After optimization, GEPA evolved the simple ChainOfThought into an elaborate 5-step pipeline:

1. **Hypothesize Rule**: Ask LLM to deduce a natural language transformation rule from training examples
2. **Generate Code**: Ask LLM to implement the rule as a Python function
3. **Validate on Training**: Run the code on all training examples, collecting feedback on failures
4. **Refine if Needed**: If validation fails, ask LLM to fix the code using gathered feedback
5. **Execute on Test**: Run the refined code on test inputs

Remarkably, **GEPA discovered reflective self-refinement** — having the LLM check and fix its own code before producing final outputs.


In [None]:
# View the evolved program
print(result.best_candidate["program"][:2000])  # First 2000 chars


## Circle Packing

![Circle Packing 21](./assets/blog/circle_packing/circle_packing_21.png)

In [None]:
seed_candidate = """
import numpy as np

def pack_circles(n_circles: int) -> list[tuple[float, float]]:
    '''Pack n unit circles, returning their center positions.'''
    positions = []
    for i in range(n_circles):
        # Place circles in a simple grid pattern
        row = i // int(np.sqrt(n_circles) + 1)
        col = i % int(np.sqrt(n_circles) + 1)
        x = col * 2.1  # Slight spacing to avoid overlap
        y = row * 2.1
        positions.append((x, y))
    return positions
"""


![Circle Packing 26](./assets/blog/circle_packing/circle_packing_26.png)
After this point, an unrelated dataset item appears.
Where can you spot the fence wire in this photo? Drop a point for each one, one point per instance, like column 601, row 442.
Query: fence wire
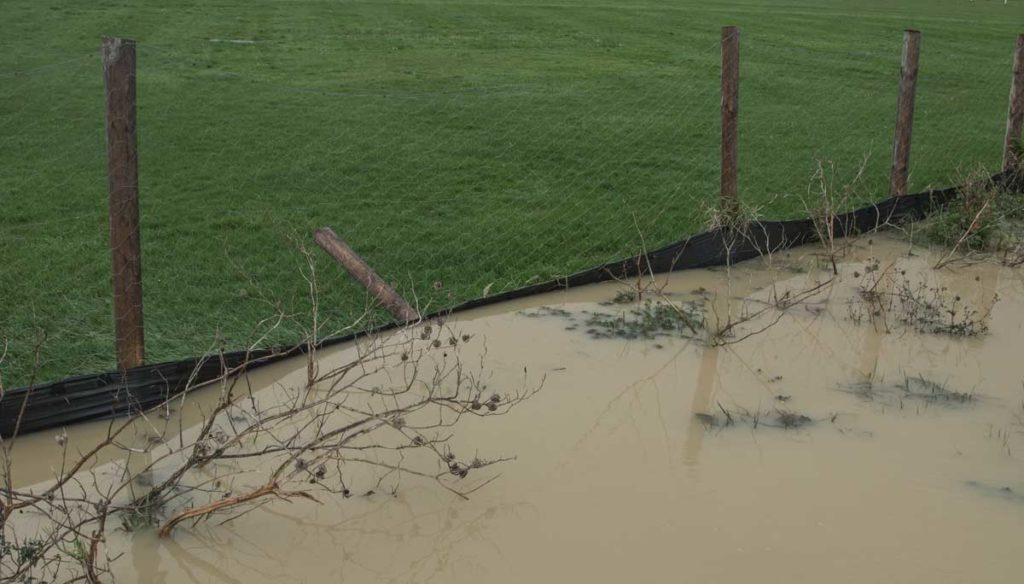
column 453, row 177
![Circle Packing 32](./assets/blog/circle_packing/circle_packing_32.png)

## Key Takeaways

The `optimize_anything` API demonstrates GEPA's power as a general-purpose text evolution engine:

1. **Unified interface**: Whether you're optimizing prompts, code, or agent architectures, the API is the same — just define your fitness function with rich `side_info`.

2. **Side information is key**: The more diagnostic information you provide, the better GEPA's LLM-based reflection can understand failures and propose targeted improvements.

3. **Beyond scalar optimization**: Traditional optimizers only see scores. GEPA sees error messages, execution traces, and domain-specific feedback — enabling it to optimize complex artifacts that would be impossible to search blindly.

4. **Emergent capabilities**: GEPA can discover sophisticated strategies (like self-refinement in the ARC-AGI example) that weren't explicitly programmed — they emerge from the optimization process itself.

Try `optimize_anything` on your own optimization problems. If you can express your system's parameters as text and compute a score with diagnostic feedback, GEPA can optimize it.